Hierauf ward alles ſtill: die Dichterin allein
Stund wieder auf und warff den Gegenſaz darein:
„Red! ſprich nur was du willſt; doch wirſt du nicht erweiſen,
„Daß deine Feder mehr, als meine Leyr zu preiſen.
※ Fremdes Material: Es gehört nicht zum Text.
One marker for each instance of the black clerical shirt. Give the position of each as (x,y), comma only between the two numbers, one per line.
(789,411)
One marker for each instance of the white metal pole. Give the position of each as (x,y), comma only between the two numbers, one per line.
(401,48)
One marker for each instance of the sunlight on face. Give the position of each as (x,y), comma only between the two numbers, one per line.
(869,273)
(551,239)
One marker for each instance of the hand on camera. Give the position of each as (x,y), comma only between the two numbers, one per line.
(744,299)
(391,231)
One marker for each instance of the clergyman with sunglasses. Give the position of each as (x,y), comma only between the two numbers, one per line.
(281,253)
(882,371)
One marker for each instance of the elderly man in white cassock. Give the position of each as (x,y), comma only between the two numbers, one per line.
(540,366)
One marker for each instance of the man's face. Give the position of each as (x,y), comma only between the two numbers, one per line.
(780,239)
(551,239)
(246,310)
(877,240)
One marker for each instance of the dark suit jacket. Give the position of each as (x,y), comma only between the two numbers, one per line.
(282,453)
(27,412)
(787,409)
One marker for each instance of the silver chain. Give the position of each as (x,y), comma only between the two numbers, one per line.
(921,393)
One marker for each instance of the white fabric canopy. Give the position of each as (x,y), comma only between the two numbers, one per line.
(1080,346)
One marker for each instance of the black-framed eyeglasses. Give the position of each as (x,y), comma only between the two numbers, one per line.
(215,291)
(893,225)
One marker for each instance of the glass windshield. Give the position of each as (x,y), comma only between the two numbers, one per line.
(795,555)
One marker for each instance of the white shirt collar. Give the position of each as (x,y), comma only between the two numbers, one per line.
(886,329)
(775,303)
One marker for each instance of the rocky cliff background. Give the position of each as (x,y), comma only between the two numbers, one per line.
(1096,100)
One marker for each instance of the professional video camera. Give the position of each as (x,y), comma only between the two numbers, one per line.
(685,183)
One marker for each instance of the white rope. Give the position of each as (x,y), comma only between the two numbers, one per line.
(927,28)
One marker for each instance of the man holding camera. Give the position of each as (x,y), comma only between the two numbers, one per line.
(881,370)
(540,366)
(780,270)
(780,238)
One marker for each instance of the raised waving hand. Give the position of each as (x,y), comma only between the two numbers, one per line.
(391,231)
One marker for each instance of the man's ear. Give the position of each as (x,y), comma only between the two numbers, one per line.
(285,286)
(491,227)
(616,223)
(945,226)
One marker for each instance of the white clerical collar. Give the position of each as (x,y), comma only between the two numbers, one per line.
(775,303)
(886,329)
„Du ſagſt man wiſſe nichts von jenem Alterthum,
„Aus dem das Vaterland Herz, Redlichkeit und Ruhm
„Auch ſelbſt den Nahmen fuͤhrt. Was machte deine Feder?
„Konnt Buch’ und Eiche nicht dir dienen wie die Ceder?
„Du ſelbſt, redſt du nicht oft von jener Helden Zahl,
„Der dieſes Vaterland ſo Schuz als Heil empfahl?
„Du ſagſt, daß ihre Bruſt ſtets ohne Furcht geſtritten;
„Daß ſie mit Redlichkeit, mit wahrhaft deutſchen Sitten,
„Mit Herzen voller Treu fuͤr Land und Leut gewacht;
„Nur dieß ein Gluͤck genennt, was Bruͤder gluͤcklich macht.
„Du ſagſt, in dieſen ſey der Deutſchen Ruhm entglommen;
„Von ihnen ſey die Treu und Großmuth hergekommen.
„Dort habe man den Trieb, der Falſchheit liebt, gehaßt;
„Die Tugend kaum gewußt, ſich doch damit gefaßt.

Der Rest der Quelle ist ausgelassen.